Prospective Study Evaluating the EEG Recordings and Analysis in Parkinson's Patients: Towards Adaptive Deep Brain Stimulation by Machine Learning
Overview
- Phase
- Not Applicable
- Intervention
- Not specified
- Conditions
- Parkinson Disease
- Sponsor
- Assistance Publique - Hôpitaux de Paris
- Enrollment
- 30
- Locations
- 1
- Primary Endpoint
- measure the encoding capacity of the cortical networks of parkinsonian patients, with or without anti-parkinsonian drug treatment, and with or without High-frequency stimulation (HFS) of the subthalamic nucleus (STN).
- Status
- Completed
- Last Updated
- 2 years ago
Overview
Brief Summary
The objective of this protocol is to obtain on Parkinson's disease more accessible therapeutic targets than deep brain stimulation (HFS-STN), the neurosurgical treatment for this pathology. This study will pave the way for new forms of adaptive processing for the HFS-STN. It could become functionally coupled to a minimalist EEG centred on the motor cortex and to software for decoding, live or slightly delayed, classes of movements performed. On the one hand, this device could be used as a sensor of the quality of the information transmitted by the cortical network, thus allowing the selection of the optimal parameters of the HFS-STN on the basis of the movement decoding score. On the other hand, this device could lead to adapting the HFS-STN treatment over time by regularly calculating the recognition scores of the different movements performed and comparing them to the initial scores.
Detailed Description
One of the therapies for Parkinson's disease, a condition affecting nearly 150,000 patients in France, is the invasive neurosurgical implantation of high-frequency deep brain stimulation of the subthalamic nuclei (HFS-STN). Although HFS-STN is very effective, the underlying mechanisms are still relatively poorly understood, particularly at the cortical level, a region that could become an alternative therapeutic target because it is easier to access. This study aims to measure the changes induced by the antiparkinsonian drug treatment and the HFS-STN on the encoding and transmission of motor information at the level of the motor cortex, thanks to the recording of the electroencephalogram of patients.
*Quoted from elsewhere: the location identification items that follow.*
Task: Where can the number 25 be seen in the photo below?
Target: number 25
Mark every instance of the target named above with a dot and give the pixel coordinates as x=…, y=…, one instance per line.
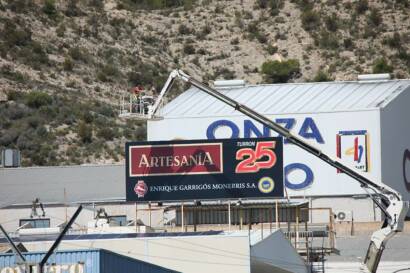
x=249, y=157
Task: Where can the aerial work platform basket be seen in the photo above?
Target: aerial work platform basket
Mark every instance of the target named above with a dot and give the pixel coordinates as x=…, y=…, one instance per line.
x=139, y=104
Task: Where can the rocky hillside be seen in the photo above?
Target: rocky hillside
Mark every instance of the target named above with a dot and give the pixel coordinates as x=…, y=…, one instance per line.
x=64, y=64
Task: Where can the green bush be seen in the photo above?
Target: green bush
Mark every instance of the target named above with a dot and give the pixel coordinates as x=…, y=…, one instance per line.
x=106, y=133
x=68, y=64
x=310, y=20
x=328, y=40
x=13, y=35
x=49, y=8
x=382, y=66
x=37, y=99
x=280, y=72
x=394, y=41
x=184, y=30
x=362, y=6
x=85, y=132
x=72, y=10
x=225, y=73
x=273, y=5
x=322, y=76
x=60, y=30
x=332, y=22
x=189, y=49
x=375, y=18
x=272, y=49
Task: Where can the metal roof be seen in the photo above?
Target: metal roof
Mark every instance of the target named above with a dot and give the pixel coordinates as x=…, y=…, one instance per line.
x=290, y=98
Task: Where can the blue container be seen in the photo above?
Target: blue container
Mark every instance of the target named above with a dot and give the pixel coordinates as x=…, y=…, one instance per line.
x=84, y=261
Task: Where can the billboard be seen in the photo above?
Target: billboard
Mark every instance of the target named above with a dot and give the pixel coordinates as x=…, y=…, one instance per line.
x=204, y=169
x=304, y=174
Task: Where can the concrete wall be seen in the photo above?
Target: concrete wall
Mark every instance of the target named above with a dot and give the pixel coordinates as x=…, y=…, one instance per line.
x=191, y=254
x=10, y=217
x=395, y=140
x=58, y=184
x=362, y=208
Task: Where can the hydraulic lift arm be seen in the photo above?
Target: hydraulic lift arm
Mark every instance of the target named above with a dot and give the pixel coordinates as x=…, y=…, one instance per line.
x=387, y=199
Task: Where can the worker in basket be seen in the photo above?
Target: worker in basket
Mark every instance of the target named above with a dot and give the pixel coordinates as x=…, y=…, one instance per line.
x=138, y=92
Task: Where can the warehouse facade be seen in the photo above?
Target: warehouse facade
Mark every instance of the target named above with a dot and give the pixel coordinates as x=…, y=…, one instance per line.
x=355, y=121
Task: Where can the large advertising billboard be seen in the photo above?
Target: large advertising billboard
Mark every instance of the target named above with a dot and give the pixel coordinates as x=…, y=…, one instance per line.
x=352, y=136
x=204, y=169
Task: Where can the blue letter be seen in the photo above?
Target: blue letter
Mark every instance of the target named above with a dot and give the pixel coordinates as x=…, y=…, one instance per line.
x=210, y=132
x=288, y=124
x=304, y=184
x=310, y=130
x=250, y=128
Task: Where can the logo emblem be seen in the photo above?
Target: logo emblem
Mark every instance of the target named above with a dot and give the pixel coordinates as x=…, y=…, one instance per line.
x=406, y=158
x=353, y=147
x=266, y=185
x=141, y=188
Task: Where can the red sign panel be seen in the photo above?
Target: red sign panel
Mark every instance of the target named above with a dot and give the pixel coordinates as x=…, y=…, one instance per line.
x=175, y=159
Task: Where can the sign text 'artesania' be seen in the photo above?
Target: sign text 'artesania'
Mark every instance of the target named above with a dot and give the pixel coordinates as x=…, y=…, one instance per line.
x=204, y=169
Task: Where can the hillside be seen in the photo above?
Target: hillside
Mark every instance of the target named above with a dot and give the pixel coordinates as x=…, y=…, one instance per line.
x=64, y=64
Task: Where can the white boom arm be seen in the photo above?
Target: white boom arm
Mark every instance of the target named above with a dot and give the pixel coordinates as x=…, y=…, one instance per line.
x=387, y=199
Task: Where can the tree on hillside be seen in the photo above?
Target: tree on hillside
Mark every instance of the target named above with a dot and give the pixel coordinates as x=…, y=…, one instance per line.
x=280, y=72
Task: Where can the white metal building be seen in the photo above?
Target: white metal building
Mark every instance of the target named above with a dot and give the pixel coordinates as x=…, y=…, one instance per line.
x=362, y=122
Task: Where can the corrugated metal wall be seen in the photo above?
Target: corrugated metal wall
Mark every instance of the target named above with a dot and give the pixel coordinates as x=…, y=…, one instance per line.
x=66, y=261
x=219, y=215
x=84, y=261
x=113, y=262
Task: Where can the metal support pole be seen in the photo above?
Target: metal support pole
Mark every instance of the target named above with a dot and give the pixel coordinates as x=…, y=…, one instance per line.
x=297, y=227
x=182, y=216
x=229, y=215
x=59, y=239
x=136, y=218
x=13, y=246
x=150, y=216
x=277, y=214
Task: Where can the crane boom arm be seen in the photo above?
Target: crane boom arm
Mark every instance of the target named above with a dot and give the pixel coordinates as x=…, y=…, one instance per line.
x=386, y=198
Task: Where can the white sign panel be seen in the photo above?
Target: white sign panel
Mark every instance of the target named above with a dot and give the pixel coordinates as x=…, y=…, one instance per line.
x=305, y=175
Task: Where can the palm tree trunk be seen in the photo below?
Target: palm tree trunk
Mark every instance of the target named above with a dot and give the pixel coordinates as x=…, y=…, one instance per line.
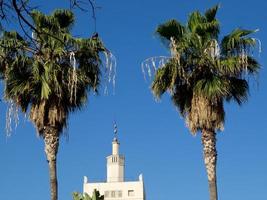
x=210, y=159
x=51, y=139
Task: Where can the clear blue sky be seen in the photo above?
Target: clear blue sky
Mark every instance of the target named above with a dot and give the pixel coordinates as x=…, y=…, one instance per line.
x=154, y=138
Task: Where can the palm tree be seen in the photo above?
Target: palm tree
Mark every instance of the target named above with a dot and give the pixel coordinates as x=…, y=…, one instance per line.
x=204, y=72
x=50, y=75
These recordings, made during the performance of certain movements, will be subjected to an analysis using "machine learning" methods that will make it possible to decode the identity of the movement performed more or less efficiently.
Investigators
Eligibility Criteria
Inclusion Criteria
- •Patient over 18 years of age
- •Patient meeting the clinical diagnostic criteria for Parkinson's disease (Postuma et al, Mov Dis, 2015)
- •Signed consent to participate in the study
- •Absence of cognitive impairment (MoCA\>24)
- •Affiliation to a French social security scheme
- •Healthy volunteer :
- •Healthy volunteer over 18 years of age
- •Signed consent to participate in the study
- •Absence of cognitive disorders (MoCA\>24)
- •Affiliation to a French social security system
Exclusion Criteria
- •Patient refusal to participate
- •Pregnancy or breastfeeding in progress
- •Participation in another therapeutic interventional study
- •Patient under guardianship or curatorship
- •Person subject to a legal protection measure
- •Healthy volunteers :
- •Refusal of the healthy volunteer to participate
- •Pregnancy or breastfeeding in progress
- •Participation in another therapeutic interventional study.
- •Patient under guardianship or curatorship
Outcomes
Primary Outcomes
measure the encoding capacity of the cortical networks of parkinsonian patients, with or without anti-parkinsonian drug treatment, and with or without High-frequency stimulation (HFS) of the subthalamic nucleus (STN).
Time Frame: 18 months
comparison of the success scores of motion recognition, obtained by the decoding algorithms, which will highlight differences in the encoding and transmission capabilities of cortical information between the different experimental groups.